Les analyses et les propositions qui en découlent m’ont ainsi conduit à affiner mon travail et à constater, une fois de plus, la qualité du travail sénatorial sur les sujets les plus compliqués.

Que préconisions-nous ? Premièrement, la mise en place d’une fondation pour l’islam de France qui, contrairement à celle qui l’a précédée, ne traitera pas de questions cultuelles. Il nous paraît en effet constitutionnellement délicat, eu égard aux principes de la loi de 1905, d’attribuer à cette fondation des fonds publics si elle traite de questions cultuelles. En outre, la fondation initiale, qui procédait d’une juste aspiration, avait été un échec que nous ne voulions pas reproduire. Enfin, il nous semblait intéressant que cette fondation traitant de questions culturelles et sociales fût en mesure de créer un pont entre les musulmans de France et la République sans se cantonner aux seules questions cultuelles.

Cela a donné lieu à un débat, mais j’assume cette position, qui me conduit à apprécier la nomination, à la tête de cette fondation, d’un grand républicain. Il travaillera avec des musulmans issus de plusieurs courants et de plusieurs secteurs de la société afin que cette fondation incarne bien notre volonté de créer un lien indestructible entre les musulmans de France et la République.

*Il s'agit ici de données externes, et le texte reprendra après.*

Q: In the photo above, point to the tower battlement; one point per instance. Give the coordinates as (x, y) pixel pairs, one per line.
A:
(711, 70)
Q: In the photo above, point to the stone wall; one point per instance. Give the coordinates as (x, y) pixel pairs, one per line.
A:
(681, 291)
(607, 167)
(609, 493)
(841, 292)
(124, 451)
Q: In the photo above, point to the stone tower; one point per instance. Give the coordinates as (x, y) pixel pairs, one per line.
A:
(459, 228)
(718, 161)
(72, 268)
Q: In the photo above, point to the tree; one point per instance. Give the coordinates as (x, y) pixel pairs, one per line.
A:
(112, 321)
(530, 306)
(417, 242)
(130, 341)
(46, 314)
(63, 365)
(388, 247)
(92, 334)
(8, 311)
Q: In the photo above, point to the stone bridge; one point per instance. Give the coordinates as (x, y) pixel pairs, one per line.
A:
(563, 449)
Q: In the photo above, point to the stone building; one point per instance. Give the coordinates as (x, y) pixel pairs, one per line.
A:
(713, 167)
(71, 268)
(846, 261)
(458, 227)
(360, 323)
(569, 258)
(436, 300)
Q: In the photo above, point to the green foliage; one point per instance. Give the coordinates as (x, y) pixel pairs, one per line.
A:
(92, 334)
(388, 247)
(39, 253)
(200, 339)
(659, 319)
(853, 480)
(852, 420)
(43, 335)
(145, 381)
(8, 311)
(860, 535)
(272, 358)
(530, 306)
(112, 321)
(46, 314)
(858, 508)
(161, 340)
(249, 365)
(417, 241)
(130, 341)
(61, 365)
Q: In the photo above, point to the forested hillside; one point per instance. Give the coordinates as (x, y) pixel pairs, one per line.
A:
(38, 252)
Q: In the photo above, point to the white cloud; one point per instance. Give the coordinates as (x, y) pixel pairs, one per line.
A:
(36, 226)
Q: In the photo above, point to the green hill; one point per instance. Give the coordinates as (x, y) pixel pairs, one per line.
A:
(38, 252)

Le fait qu’il s’y trouve des républicains non musulmans et des musulmans résolument républicains est le signe que, en France, l’appartenance à la République prévaut et que c’est elle qui permet toutes les autres appartenances. Cette nomination avait donc un sens politique et l’interprétation selon laquelle cette décision perpétue, avec les musulmans de France, une relation tirée d’une période de notre histoire n’ayant plus cours ne correspond pas du tout à notre intention, qui était même inverse.

Cette fondation pourra donc s’intéresser à des sujets aussi divers que les œuvres sociales, la découverte des œuvres de l’islam, ses aspects culturels et pourra aussi contribuer au financement de la formation profane des imams. En effet, tout ministre du culte formé reçoit une formation profane, laquelle peut être financée par des acteurs comme cette fondation – c’est le financement de la formation théologique qui est impossible.

Cette fondation doit être créée avant la fin de cette année. Sa constitution se passe bien ; Jean-Pierre Chevènement rassemble actuellement autour de lui l’ensemble des acteurs concernés dans un souci de dialogue et d’écoute ; toutes les étapes juridiques du processus sont respectées pour que notre but soit atteint.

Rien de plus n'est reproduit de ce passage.